In the question-and-answer session that ended Saturday’s forum, several students asked for immediate action from the administration before students who have been actively pursuing improvements graduate.
Communication junior Jazzy Johnson said she is worried about students losing passion for improving diversity on campus.
“The past few weeks, I haven’t been sleeping much, because I do worry that we’re about to go to summertime, and all this could be dropped,” she said.
The forum quickly turned to a debate about a proposed cultural competency distribution requirement. Linzer said the only way to enact such a requirement is by faculty consensus.
“The curriculum is the responsibility of the faculty, and they’re the ones who are authorized to put forward course proposals because ultimately they’re the ones that teach the courses,” he said. “While there may be a lot of interest in doing this in this case, part of my responsibility is to think really carefully about what possible outcomes might result once you set that precedent.”

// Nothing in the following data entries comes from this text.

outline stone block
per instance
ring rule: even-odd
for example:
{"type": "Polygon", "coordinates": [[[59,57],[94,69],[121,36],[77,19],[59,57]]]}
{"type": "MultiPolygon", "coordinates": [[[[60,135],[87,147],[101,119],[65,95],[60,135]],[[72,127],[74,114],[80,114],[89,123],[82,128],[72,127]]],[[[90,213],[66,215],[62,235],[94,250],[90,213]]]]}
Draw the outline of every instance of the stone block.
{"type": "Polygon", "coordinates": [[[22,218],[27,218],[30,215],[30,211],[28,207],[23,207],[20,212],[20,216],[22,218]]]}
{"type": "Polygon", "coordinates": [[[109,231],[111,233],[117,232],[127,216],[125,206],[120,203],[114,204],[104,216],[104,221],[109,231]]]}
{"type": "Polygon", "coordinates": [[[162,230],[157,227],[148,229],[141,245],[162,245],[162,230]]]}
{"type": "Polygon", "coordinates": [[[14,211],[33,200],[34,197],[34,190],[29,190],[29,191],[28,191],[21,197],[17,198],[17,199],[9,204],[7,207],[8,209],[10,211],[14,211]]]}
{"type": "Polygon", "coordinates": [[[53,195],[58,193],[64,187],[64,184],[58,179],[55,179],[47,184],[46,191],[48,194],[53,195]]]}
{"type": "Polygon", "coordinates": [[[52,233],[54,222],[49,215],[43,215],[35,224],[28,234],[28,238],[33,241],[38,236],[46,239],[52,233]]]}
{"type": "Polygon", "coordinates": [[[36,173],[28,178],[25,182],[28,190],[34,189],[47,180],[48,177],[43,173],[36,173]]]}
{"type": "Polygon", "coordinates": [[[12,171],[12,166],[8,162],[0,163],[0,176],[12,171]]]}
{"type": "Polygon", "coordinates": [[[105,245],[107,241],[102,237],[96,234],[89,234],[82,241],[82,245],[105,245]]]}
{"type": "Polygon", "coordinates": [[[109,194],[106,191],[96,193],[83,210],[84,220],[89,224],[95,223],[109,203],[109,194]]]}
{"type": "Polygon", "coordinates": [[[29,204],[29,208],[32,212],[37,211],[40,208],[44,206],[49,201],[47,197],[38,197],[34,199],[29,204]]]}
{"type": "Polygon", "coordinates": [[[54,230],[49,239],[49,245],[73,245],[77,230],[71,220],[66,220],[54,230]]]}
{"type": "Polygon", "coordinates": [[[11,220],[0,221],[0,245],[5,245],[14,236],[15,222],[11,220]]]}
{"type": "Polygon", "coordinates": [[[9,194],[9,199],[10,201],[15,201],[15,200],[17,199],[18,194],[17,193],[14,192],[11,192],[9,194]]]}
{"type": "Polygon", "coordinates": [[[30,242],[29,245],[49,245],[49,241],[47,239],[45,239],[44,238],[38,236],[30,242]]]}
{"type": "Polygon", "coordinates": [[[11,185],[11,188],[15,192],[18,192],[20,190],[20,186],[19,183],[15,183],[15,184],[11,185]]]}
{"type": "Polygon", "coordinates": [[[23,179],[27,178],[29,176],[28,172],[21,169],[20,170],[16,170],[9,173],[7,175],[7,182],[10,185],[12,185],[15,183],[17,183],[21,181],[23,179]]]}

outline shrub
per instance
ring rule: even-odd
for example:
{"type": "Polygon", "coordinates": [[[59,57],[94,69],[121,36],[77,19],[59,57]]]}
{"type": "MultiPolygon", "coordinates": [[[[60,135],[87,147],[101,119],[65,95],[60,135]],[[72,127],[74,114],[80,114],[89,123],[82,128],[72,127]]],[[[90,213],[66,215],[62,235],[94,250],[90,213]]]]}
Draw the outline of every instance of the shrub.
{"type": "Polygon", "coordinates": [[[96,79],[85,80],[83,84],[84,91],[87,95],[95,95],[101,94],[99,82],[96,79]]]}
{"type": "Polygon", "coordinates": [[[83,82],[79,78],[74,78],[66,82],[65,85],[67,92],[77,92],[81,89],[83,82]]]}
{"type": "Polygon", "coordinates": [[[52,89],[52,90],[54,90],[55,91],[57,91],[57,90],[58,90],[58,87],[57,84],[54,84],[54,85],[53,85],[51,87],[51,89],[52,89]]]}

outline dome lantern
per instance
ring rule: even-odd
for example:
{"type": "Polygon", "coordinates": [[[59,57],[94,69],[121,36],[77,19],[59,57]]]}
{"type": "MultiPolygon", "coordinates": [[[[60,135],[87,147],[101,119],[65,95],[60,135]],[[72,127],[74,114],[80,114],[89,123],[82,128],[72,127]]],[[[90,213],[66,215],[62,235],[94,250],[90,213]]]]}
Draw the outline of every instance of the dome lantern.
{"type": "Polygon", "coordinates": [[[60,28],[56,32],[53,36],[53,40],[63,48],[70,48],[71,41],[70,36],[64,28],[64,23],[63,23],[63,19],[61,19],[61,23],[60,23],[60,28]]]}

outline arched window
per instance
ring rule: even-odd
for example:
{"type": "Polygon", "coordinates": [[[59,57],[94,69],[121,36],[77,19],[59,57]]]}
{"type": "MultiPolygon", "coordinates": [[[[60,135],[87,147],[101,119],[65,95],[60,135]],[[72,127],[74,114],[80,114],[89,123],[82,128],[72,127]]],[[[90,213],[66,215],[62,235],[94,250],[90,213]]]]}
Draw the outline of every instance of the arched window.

Telles-Irvin also outlined changes she has made since the February forum. She said she has established a new position, director of campus inclusion and community, to work on programming on cultural competency that will happen outside the classroom.
“I really think that’s where it should be,” she said. “That’s where I think we learn the most.”
Telles-Irvin also said the Dean of Students Office recently launched a new website, Respect NU, for reporting bias incidents.
Weinberg junior Chelsea Glenn spoke at the meeting, saying she felt campus discussions of diversity had left out the voices of many women who also feel marginalized on campus.
“It’s very difficult when the majority of the people who are at the head of the diversity campaign are men, and so it’s not something that’s at the front of their mind,” Glenn said. “It’s something that a lot of women still encounter on this campus. There are very clearly male-dominated spaces and there has been open hostility to women.”
Schapiro said he is hopeful that NU can improve diversity because students have taken the lead on the issue.
“Everybody thinks they’re part of the solution,” he said. “It’s not the sort of thing on some campuses where everybody just says, ‘Oh, it’s the president. If the president really cared about inclusion, we’d have a better university or college.’ What I love about Northwestern is that everybody says they’re part of the solution, and that gives me hope.”